Food Safety in Mississauga
Each year there are millions of Canadians who get infected by foodborne illness. Foodborne illness or FBI is acquired when a person ingests a pathogenic microorganism, like a virus or bacteria. But how do these microorganisms become ingested? Viruses and bacteria typically infect humans who eat contaminated food; food becomes contaminated when the food handler or even the consumer doesn’t prepare or handle the food safely. Poorly sanitized utensils and inadequate cooking time can cause microorganisms to thrive on food products.

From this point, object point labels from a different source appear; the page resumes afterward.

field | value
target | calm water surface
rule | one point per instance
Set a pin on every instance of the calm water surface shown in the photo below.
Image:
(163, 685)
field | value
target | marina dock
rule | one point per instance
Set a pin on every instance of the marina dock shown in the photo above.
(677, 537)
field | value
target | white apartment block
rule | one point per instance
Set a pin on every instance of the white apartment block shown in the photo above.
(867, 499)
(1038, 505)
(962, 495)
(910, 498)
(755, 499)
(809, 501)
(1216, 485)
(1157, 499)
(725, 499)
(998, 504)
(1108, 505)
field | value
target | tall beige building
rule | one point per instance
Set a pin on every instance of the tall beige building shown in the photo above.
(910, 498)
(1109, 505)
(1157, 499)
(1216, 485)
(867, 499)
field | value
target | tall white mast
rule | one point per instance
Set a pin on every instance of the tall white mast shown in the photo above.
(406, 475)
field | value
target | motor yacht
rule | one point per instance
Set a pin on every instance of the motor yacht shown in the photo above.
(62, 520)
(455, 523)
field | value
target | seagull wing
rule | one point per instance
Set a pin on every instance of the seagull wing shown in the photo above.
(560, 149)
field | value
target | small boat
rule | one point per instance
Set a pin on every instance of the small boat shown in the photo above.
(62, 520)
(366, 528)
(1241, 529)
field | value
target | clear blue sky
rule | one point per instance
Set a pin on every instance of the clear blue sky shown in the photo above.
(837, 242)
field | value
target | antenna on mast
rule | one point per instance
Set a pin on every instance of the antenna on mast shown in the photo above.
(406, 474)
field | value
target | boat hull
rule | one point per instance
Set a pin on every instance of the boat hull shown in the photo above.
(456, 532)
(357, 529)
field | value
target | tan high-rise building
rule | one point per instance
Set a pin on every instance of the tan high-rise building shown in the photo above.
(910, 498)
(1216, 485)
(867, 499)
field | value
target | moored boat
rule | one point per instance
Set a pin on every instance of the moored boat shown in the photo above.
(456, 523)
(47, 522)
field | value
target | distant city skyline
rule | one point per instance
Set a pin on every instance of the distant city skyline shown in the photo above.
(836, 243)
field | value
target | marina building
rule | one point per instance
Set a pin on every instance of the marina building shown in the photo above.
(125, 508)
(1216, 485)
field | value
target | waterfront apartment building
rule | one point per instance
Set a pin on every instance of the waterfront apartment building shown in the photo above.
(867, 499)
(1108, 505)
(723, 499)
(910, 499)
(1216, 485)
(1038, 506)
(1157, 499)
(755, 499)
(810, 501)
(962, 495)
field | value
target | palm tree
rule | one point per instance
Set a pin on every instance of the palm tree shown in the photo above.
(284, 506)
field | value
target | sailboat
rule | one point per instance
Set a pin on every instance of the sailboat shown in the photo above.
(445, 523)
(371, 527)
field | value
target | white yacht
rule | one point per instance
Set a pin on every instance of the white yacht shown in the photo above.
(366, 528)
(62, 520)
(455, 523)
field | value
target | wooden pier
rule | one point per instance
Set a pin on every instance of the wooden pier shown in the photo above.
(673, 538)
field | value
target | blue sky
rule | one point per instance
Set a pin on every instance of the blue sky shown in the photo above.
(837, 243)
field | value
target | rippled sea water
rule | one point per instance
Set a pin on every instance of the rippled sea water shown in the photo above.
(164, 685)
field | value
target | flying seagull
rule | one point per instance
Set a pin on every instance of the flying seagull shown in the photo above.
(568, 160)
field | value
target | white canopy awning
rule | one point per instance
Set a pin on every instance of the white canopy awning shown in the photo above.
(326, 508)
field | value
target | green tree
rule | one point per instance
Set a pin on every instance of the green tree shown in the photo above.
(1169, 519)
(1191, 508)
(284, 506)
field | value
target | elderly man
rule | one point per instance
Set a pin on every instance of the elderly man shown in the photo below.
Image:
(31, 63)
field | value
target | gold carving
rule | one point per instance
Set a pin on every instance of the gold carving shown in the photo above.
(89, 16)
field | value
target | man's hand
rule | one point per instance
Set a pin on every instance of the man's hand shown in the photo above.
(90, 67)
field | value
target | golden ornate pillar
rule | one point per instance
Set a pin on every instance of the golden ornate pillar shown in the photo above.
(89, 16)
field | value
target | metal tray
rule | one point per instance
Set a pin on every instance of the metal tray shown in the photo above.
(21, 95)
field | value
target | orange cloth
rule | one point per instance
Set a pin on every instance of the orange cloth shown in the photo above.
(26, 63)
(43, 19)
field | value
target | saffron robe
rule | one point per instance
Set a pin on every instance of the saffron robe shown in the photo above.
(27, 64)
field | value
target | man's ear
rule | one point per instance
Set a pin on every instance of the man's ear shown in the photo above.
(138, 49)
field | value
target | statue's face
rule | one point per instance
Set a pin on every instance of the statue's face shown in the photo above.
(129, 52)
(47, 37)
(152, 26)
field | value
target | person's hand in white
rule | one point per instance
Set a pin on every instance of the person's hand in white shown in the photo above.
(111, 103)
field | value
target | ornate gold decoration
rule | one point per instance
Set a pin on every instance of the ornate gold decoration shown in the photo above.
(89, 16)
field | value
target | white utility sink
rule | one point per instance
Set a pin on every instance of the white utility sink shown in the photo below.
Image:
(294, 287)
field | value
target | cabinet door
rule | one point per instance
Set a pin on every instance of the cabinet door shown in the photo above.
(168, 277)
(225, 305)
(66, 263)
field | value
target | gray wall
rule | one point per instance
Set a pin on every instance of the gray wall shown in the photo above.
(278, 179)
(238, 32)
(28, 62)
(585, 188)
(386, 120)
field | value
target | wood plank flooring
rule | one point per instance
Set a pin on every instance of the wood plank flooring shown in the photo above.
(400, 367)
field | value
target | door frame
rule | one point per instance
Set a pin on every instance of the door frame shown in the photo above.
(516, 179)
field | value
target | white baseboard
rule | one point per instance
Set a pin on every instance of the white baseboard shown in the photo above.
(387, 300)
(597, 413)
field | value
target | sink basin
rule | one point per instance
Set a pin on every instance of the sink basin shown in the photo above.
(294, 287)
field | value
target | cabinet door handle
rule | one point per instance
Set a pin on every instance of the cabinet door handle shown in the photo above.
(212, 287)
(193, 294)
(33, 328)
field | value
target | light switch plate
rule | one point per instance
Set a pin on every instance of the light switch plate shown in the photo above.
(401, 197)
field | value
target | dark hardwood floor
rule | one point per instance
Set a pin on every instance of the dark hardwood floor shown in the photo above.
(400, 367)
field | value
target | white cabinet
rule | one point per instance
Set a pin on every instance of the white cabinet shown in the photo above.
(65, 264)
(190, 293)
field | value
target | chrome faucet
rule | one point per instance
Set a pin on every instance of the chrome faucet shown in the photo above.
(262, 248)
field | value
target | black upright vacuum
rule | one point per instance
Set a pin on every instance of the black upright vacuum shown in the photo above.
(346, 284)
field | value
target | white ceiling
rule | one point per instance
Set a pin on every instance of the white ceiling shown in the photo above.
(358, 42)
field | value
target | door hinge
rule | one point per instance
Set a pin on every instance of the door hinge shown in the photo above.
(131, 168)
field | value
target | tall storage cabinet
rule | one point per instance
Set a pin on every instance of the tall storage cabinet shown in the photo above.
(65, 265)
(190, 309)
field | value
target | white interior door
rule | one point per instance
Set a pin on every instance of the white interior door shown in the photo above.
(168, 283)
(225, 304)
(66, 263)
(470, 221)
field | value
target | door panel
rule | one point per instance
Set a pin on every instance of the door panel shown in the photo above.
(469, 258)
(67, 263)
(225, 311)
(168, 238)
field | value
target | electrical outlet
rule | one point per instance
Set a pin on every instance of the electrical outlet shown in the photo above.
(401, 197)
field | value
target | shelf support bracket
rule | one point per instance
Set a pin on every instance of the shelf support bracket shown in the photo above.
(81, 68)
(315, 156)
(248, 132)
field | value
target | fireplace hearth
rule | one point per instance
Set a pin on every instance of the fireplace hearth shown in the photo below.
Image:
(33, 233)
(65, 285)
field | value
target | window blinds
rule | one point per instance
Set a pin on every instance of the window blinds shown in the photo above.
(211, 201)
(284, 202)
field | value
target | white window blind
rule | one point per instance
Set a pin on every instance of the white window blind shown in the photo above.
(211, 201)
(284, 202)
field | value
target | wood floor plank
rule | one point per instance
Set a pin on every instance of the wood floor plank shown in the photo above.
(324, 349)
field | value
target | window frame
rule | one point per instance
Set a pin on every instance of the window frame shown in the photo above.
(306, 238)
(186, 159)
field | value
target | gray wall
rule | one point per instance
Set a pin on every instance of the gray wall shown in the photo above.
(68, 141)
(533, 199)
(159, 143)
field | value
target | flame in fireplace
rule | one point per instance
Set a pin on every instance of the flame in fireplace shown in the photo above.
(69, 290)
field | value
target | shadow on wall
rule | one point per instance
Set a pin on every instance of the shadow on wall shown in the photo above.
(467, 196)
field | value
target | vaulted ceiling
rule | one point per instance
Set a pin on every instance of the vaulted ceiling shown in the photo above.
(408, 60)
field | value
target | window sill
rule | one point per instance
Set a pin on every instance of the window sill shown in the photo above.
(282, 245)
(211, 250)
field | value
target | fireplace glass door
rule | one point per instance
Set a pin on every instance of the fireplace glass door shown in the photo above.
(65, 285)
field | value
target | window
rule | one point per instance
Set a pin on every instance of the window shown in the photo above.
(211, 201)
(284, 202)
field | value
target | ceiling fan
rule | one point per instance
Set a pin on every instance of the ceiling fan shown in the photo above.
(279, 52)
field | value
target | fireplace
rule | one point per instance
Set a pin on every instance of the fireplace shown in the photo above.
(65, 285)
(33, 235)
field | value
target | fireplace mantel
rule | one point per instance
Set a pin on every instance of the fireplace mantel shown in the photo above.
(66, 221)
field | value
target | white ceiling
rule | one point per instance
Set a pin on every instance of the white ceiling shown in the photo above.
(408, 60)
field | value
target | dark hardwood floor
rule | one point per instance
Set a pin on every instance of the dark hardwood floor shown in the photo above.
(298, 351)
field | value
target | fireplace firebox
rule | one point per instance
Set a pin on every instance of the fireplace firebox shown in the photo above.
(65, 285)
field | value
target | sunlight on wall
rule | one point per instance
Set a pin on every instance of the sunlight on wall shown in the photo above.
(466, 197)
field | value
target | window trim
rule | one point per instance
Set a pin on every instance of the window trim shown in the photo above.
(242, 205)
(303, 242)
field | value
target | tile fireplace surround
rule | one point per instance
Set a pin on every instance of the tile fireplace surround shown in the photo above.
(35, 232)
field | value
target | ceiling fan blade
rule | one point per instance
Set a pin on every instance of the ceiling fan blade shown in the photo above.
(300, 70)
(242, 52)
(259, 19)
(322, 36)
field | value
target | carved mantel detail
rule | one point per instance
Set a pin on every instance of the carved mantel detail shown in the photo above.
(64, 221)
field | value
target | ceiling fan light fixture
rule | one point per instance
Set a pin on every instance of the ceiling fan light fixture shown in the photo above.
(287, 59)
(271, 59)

Mandatory food handler training
The city of Mississauga is part of the Ontario province, meaning it has to abide by the laws set by the Ontario Ministry of Health and Long Term Care. The ministry drafted a by-law (that has been amended twice, once in 2008 and once in 2010) on mandatory food handler training. According to the by-law, all medium and high-risk food establishments must have a certified food handler on duty during every shift.
A food establishment is considered high-risk when:
- It serves food to vulnerable members of the population, e.g. children and older adults
- It handles large amounts of food or food usually associated with foodborne illness, e.g. catering or dining halls
- It has been associated with a case of foodborne illness previously
- The food handling process is quite extensive, e.g. manufacturing establishments
On the other hand, a food establishment is considered medium-risk when:
- It handles hazardous food not considered high-risk.
- The product is exposed to a large number of patrons and food handlers, e.g. restaurants
Mississauga First Aid training
Mississauga First Aid offers first aid and food safety courses to prospective trainees. Food safety is by far one of our most popular classes available; with food handlers making up most of our students (because of the by-law). You can choose between two levels, though the first, basics level, is a prerequisite for the second, advanced level.
Food safety level one is a basic course covering topics in microbiology, foodborne illness, and sanitation – topics that direct food handlers should know and be able to practice. The first level of training is short, taking only 8 hours which can be completed in a single day or two days. Anyone can sign up for this program; it is open to anyone with an interest in food safety and foodborne illness.
Food safety level two is an advanced course; students who wish to sign up need to complete and be certified for basic food safety (level one) first. This advanced level is tailored for food handlers in management, such as owners and managers. It runs longer, 16 hours over two days, covering topics such as health permits, staff training, and facility design – the need-to-know when operating a food establishment.
Getting started: Microorganisms in your food
Not all microorganisms are pathogenic – meaning not all bacteria and viruses cause disease. Microorganisms can be found inside our mouths and even on our skin, but they don’t make us sick. In foodborne illness, pathogenic microorganisms like salmonella and the Norovirus thrive on improperly handled food and make the consumer sick.